State v. Boles, Unpublished Decision (6-25-1999)
State v. Boles, Unpublished Decision (6-25-1999)
Opinion of the Court
On October 8, 1997, the Ashtabula County Grand Jury indicted appellant on two counts of rape, aggravated felonies of the first degree, in violation of R.C.
A sentencing hearing was conducted on April 28, 1998. Prior to imposing sentence, the trial court indicated that it had reviewed the PSI report. Appellant's attorney spoke in appellant's behalf and explained that appellant had already expressed regret to the court and to the victim's family. He further stated that the incident occurred while appellant was with some friends, and that he used bad judgment. He mentioned that appellant assumed that the victim was the age of consent, although she was eleven years of age at the time.
Furthermore, he noted that the PSI report falsely referred to appellant as a gang member. He also indicated that the PSI report suggested that the victim suffered from psychological problems as a result of the incident. However, according to appellant's attorney, there was no evidence to support this finding. Moreover, appellant's attorney maintained that since the victim initiated contact, it would be unfair to hold his client completely responsible for all the treatment she had endured because of the incident.
Appellant's attorney described appellant as academically "not attain[ing] very good grades, basically [a] D and F student." Further, he claimed that appellant consumed about a forty ounce beer prior to the incident which may have impaired his judgment. He also disclosed that appellant suffers from severe asthma which physically limits him. Appellant's attorney reiterated that appellant used bad judgment and that he did not go "looking for a child to * * * molest.

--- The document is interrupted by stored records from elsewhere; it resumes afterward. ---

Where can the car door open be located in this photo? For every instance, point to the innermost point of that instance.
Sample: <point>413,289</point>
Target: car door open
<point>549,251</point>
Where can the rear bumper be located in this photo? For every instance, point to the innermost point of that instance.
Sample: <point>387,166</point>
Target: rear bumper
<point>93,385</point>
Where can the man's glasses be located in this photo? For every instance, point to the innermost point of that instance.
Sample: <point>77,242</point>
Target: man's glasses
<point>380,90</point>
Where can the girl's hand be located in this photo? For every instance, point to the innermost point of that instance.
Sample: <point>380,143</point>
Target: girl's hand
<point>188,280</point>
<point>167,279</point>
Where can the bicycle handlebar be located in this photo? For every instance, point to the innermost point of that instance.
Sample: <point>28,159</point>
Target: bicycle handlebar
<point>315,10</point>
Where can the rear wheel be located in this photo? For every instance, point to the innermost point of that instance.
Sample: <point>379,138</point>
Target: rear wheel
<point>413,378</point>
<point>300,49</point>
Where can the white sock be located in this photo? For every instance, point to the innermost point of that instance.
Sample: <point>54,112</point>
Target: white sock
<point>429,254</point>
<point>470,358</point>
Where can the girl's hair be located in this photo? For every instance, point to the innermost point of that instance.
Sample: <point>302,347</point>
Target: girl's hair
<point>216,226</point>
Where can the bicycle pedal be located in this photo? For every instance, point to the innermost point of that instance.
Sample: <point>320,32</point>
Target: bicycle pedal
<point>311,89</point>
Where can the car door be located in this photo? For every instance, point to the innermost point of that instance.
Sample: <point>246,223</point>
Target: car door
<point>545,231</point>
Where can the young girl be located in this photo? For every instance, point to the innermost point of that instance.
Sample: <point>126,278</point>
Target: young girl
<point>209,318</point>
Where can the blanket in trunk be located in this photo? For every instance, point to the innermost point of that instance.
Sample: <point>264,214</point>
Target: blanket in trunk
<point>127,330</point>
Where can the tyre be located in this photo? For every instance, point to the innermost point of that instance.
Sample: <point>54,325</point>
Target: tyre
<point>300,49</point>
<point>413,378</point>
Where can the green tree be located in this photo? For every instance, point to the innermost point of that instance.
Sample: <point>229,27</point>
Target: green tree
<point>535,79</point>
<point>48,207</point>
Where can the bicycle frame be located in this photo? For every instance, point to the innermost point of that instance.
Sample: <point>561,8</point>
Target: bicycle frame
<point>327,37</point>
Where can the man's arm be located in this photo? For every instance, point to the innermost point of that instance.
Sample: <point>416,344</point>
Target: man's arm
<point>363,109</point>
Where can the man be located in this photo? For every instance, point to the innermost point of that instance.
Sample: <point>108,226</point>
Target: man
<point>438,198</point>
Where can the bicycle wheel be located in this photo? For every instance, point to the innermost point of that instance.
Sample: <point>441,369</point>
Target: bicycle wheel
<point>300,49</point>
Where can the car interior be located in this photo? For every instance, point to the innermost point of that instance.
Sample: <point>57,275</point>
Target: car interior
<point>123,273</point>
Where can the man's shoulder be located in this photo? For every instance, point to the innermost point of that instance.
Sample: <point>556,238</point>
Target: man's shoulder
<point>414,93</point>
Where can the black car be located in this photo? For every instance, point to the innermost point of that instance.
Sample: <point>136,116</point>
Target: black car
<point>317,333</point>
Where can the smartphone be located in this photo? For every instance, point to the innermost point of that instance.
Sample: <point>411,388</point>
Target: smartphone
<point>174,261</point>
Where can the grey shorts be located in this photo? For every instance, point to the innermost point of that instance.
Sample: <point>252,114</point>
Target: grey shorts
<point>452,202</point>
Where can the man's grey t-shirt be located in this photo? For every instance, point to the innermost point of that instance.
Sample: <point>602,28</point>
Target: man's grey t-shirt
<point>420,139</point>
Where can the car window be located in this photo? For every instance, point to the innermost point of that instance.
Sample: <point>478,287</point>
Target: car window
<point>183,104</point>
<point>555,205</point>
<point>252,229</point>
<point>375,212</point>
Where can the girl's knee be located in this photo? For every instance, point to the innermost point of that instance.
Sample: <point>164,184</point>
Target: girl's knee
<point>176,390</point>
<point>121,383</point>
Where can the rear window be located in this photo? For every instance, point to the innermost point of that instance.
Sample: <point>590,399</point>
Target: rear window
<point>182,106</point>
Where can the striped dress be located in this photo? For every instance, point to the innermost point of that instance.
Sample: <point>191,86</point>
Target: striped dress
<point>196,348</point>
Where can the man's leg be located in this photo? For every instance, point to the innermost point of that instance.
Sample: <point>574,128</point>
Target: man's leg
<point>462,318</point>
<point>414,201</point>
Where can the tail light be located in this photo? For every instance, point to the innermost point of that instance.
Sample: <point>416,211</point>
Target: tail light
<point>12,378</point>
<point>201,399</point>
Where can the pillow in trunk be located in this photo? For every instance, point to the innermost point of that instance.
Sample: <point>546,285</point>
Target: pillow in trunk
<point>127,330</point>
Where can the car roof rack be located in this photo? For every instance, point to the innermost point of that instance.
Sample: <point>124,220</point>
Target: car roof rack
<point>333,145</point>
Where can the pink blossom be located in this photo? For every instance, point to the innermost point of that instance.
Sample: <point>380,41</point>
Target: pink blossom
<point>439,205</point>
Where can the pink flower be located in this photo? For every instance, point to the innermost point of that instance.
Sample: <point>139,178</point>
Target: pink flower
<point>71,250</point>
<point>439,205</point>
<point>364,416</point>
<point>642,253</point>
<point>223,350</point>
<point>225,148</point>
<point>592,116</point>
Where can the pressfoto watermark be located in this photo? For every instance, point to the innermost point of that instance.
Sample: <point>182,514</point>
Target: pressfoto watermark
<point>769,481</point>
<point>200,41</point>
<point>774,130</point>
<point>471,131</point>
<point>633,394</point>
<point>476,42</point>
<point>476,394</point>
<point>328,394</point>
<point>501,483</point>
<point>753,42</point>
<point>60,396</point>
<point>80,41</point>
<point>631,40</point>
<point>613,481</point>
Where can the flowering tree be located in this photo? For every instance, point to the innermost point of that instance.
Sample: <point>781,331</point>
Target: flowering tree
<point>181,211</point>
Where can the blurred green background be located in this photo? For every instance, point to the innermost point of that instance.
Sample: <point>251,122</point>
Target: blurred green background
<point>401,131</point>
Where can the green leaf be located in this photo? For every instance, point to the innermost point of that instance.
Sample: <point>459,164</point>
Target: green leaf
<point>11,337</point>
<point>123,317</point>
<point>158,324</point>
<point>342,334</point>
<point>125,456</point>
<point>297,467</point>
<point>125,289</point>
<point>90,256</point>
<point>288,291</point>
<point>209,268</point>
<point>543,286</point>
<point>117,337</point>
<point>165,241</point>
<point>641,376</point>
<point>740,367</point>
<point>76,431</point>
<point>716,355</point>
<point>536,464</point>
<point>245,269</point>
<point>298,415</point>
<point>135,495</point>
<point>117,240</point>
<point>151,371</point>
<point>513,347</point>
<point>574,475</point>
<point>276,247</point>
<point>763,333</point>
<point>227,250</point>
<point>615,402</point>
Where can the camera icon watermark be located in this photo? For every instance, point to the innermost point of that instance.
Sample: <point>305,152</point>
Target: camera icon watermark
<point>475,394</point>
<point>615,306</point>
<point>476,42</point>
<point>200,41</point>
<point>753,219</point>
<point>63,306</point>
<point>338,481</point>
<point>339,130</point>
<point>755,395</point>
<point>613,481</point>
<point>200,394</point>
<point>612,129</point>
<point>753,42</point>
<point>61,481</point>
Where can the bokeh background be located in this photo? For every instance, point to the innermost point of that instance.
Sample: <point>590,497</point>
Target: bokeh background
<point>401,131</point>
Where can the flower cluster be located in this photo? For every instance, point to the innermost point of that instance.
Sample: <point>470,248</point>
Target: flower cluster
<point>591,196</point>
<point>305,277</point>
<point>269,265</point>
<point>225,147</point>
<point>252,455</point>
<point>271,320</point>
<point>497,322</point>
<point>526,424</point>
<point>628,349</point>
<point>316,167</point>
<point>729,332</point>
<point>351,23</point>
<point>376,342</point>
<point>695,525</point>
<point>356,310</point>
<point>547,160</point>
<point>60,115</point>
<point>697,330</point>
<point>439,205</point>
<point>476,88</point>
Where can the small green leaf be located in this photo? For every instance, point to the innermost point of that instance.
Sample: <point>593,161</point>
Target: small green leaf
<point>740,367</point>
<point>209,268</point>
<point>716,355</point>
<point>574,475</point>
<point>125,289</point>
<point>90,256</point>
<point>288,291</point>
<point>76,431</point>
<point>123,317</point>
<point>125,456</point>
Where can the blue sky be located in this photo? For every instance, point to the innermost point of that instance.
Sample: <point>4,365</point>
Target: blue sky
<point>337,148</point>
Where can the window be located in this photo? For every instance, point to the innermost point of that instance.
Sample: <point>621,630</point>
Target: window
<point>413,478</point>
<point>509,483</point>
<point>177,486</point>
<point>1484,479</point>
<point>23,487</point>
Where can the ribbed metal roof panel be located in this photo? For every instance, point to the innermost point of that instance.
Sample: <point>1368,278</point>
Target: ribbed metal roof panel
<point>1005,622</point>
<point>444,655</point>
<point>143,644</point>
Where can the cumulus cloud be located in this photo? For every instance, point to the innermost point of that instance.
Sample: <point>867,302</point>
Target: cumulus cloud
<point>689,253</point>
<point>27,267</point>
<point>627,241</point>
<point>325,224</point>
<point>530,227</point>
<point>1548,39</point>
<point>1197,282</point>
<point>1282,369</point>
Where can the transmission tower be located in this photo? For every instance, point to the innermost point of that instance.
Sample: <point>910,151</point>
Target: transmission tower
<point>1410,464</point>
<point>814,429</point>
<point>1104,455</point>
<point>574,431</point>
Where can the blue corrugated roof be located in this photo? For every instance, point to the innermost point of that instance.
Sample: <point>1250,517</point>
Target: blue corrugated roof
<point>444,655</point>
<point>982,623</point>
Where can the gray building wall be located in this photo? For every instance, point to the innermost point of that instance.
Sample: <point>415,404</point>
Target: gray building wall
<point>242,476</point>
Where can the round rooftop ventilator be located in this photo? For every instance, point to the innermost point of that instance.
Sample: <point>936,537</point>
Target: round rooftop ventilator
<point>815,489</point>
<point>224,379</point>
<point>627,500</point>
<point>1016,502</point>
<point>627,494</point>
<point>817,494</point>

He has children of his own he cares about and he wouldn't want anybody to have anything to do with them." Appellant's counsel urged the trial court to show some mercy and argued that the maximum sentence would be unwarranted.
Following defense counsel's statements, the prosecutor contended that appellant had been accorded ample consideration with the reduction in the charges. He further informed the trial court that the PSI report showed that appellant "does not comprehend the seriousness of his actions * * *. [Appellant] appears to be [a] self-serving, irresponsible individual with little or no motivation to change." The prosecutor also illustrated appellant's criminal history. He mentioned that appellant had two contributing charges over the past ten years and another one, which was currently pending. The prosecutor recommended that appellant be sentenced to a term of four years on each count.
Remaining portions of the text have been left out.